You see, I call him Charles Ravenshoe still. It is a trick. You must excuse it.
Charles did not sit down and draw devils; he said, in a quiet, mournful tone,
"Welter, Welter, why have you been such a villain?"
Lord Welter found that a difficult question to answer. He let it alone, and said nothing.
"I say nothing about Adelaide. You did not use me well there; for, when you persuaded her to go off with you, you had not heard of my ruin."
"On my soul, Charles, there was not much persuasion wanted there."
"Very likely. I do not want to speak about that, but about Ellen, my sister. Was anything ever done more shamefully than that?"
Charles expected some furious outbreak when he said that. None came. What was good in Lord Welter came to the surface, when he saw his old friend and playmate there before him, sunk so far below him in all that this world considers worth having, but rising so far above him in his fearless honour and manliness.

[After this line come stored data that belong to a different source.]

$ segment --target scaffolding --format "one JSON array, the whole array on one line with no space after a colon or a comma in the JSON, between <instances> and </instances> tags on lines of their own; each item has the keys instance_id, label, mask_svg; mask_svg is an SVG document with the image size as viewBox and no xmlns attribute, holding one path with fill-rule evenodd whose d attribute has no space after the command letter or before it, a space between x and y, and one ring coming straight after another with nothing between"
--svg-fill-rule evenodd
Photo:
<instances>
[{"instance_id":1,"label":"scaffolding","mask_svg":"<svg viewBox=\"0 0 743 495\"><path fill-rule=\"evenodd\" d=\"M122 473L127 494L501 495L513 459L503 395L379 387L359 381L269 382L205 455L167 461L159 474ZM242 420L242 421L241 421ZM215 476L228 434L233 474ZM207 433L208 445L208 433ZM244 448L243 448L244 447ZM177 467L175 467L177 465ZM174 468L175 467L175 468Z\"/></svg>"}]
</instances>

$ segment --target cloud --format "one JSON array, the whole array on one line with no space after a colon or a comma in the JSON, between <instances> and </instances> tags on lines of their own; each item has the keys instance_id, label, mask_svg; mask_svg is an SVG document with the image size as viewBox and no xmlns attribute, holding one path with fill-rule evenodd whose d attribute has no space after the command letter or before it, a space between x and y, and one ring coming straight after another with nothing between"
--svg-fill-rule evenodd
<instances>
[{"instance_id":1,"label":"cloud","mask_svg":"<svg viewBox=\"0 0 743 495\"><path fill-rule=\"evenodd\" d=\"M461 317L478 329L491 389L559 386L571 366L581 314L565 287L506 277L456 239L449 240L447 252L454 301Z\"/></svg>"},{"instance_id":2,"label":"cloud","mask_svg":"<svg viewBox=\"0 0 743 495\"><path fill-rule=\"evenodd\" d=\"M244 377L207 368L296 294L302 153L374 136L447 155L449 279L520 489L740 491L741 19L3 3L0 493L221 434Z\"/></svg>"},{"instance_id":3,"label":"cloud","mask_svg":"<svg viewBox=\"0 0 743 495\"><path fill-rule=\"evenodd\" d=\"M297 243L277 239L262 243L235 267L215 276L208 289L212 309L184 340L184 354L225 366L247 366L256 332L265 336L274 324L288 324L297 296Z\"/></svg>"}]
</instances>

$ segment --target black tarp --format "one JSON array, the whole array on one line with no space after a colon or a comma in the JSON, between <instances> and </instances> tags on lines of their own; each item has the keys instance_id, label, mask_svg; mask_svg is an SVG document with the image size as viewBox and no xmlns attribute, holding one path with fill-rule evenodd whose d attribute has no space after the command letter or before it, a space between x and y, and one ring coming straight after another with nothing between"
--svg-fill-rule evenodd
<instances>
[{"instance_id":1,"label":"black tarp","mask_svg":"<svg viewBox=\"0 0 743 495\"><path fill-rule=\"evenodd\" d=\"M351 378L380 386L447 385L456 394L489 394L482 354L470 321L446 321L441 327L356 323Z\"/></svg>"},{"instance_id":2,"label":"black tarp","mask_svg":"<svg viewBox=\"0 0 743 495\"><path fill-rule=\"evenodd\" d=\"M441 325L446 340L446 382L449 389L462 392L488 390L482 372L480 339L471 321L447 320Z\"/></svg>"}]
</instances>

He was humbled, sorry, and ashamed. Bitter as Charles's words were, he felt they were true, and had manhood enough left not to resent them. To the sensation of fear, as I have said before, Lord Welter was a total stranger, or he might have been nervous at being locked up in a room alone, with a desperate man, physically his equal, whom he had so shamefully wronged. He rose and leant against the chimney-piece, looking at Charles.